Sunday, September 11, 2011

Doug Davis inducted into Missouri Press Association Newspaper Hall of Fame


Doug Davis, Lamar Democrat publisher for the past 30 years and owner of the newspaper for the past 26, was inducted into the Missouri Press Association Newspaper Hall of Fame Saturday.

For those who are too young to remember, Davis came to Lamar at a time when the Democrat was just about to go out of business thanks to mishandling by the previous publisher and his editor. Were it not for the decisions Davis made during those first few months in Lamar, the city would not have had a newspaper go help it get through the bleak days after the closing of the city's biggest employer, O'Sullivan Industries.
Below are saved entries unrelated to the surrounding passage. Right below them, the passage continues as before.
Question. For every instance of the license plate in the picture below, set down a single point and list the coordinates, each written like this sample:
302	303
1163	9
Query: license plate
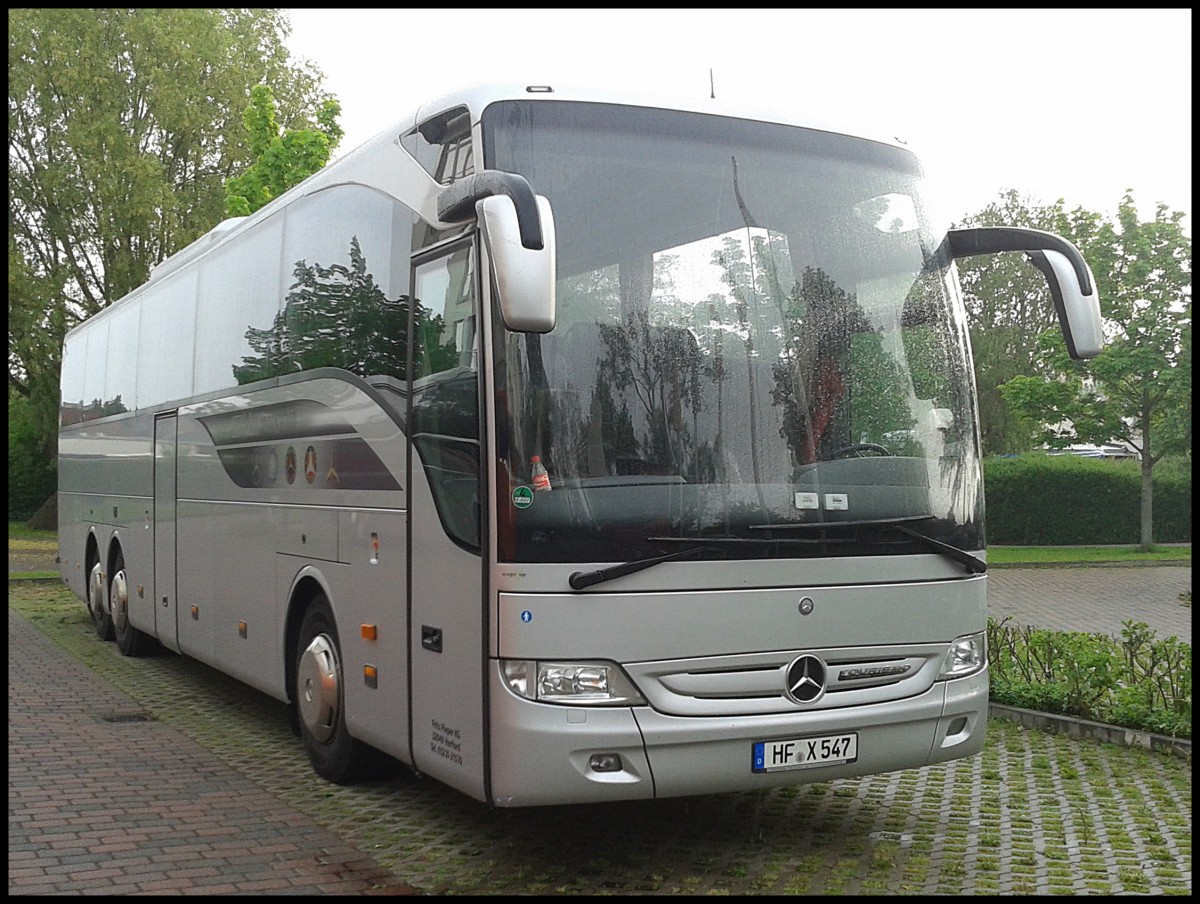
804	752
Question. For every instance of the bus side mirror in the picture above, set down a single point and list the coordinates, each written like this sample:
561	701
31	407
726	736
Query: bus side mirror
519	233
1072	283
523	277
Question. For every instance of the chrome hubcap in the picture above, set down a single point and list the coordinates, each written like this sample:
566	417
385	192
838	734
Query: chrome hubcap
119	600
317	680
96	591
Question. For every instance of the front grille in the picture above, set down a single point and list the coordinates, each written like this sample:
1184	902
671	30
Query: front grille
753	684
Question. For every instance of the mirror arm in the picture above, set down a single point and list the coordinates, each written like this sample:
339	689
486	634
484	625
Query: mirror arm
991	239
457	202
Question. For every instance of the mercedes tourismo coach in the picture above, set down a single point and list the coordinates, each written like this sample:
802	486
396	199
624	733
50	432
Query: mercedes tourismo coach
564	447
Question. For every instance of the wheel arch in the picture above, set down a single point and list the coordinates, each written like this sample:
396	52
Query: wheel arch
306	586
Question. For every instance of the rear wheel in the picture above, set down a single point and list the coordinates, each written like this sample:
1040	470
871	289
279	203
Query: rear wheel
97	603
129	639
321	699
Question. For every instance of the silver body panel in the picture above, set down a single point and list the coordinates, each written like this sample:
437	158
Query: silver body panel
231	503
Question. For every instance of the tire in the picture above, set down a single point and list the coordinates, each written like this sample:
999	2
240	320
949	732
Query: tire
97	603
130	640
319	696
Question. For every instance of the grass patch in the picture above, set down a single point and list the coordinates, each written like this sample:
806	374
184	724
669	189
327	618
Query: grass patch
17	530
1072	555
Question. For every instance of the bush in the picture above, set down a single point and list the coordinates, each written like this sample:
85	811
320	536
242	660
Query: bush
1095	502
33	476
1139	683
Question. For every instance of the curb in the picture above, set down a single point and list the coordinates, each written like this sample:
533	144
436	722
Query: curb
1095	730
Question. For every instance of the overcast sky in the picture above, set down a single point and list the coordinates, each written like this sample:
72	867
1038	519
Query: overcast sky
1079	105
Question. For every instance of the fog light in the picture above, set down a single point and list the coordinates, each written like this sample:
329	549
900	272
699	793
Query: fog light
605	762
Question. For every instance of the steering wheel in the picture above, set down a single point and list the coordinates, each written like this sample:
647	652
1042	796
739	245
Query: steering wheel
859	450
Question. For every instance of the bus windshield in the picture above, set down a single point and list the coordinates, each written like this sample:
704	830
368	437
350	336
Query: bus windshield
759	339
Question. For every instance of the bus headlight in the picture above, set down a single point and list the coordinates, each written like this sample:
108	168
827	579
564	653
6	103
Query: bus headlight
595	683
966	656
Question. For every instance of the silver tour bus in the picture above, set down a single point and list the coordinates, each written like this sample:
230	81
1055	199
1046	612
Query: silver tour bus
564	447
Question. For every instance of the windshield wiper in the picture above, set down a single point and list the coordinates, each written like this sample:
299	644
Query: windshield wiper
972	563
579	580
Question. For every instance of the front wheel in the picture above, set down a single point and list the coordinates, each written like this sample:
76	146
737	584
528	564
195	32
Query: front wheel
321	699
130	640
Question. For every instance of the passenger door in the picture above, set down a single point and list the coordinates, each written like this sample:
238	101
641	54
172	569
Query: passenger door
448	645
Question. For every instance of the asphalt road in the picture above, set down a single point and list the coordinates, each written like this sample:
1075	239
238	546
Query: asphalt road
161	776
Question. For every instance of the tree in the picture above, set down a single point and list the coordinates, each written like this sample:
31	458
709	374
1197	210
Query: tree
1139	388
1008	306
124	126
280	160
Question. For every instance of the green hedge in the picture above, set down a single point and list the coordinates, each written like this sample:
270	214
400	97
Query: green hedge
1038	500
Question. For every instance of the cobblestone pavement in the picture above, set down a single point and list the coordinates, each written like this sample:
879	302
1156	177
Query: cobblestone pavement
160	774
1097	598
103	797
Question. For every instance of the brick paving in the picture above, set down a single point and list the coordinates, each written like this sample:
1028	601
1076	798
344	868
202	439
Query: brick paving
106	798
102	800
1095	599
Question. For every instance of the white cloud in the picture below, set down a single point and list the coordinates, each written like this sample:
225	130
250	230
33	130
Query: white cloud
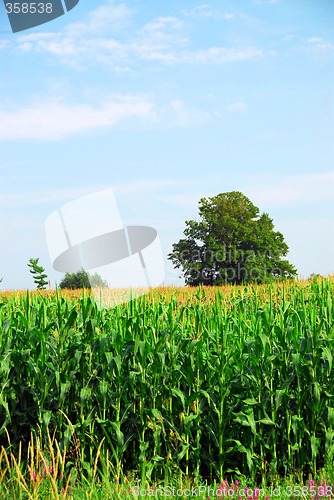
54	120
205	11
163	39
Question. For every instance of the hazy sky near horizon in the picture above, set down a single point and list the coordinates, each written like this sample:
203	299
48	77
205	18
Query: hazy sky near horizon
168	102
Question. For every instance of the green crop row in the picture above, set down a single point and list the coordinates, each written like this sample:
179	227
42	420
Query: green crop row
240	385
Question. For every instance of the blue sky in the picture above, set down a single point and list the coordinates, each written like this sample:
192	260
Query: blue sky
168	102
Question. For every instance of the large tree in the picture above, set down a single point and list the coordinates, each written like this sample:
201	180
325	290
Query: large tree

Even more importantly, it would not have a source to read about the staples of community journalism- deaths, births, weddings, engagementts,anniversaries, and news of how the taxpayers' money is being spent.

In my 2009 book, Newspaper Days, I wrote the following about Doug Davis' early days at the Democrat:

The Lamar Democrat I returned to in November 1982 was a far cry from the newspaper I remembered from three years earlier when I was still working for the company at the Lockwood Luminary-Golden City Herald.

It took me a while to get filled in on what had happened during the three years I was gone,but there was no doubt the best thing that could have happened to me was losing out to Dave Farnham for the editor position. (Actually, Tommy Wilson never even considered me for it.)

The Wilson-Farnham team was a nightmare for the Democrat and for the city of Lamar. Almost immediately after he was hired, Farnham began to take on city government and the establishment in Lamar.Not that there was anything wrong with that. The Lamar Democrat had a rich history of going after the truth dating back to the era from 1900 to 1972 when Arthur Aull and his daughter, Madeleine Aull VanHafften, had published the newspaper.

Farnham, with Wilson's blessing, however, was relentlessly negative, to the point of not offering coverage of the many positive things that were going on in the city.

Things got so bad that a group of businessmen, led by Dan Arnold, owner of the Lamar Supermarket, the Democrat's biggest advertiser, convinced a man named Jim Peters from Arnold's home town, Butler, to start a shopper, similar to the XChanger, one he started in that town which eventually drove the Butler newspaper out of business.

That was not the intent of the Lamar businessmen, who realized the need fora newspaper in a thriving community, but the fortunes of the Lamar Democrat sunk immediately after Jim Peters started XChanger 2.

All of the Lamar Supermarket advertising, which had taken up two to four full pages in the Democrat each week, was relocated to the shopper. Other businesses followed suit and soon, revenues were plummeting for the Democrat.

***

In some corners, the Lamar Democrat has come to be taken for granted over the years, but as other towns that have lost their newspapers have discovered, a community newspaper that is truly serving the community is an irreplaceable treasure.

Thanks to Doug Davis, Lamar is not one of those communities that no longer has that valuable resource. Congratulations to Doug on a richly deserved honor.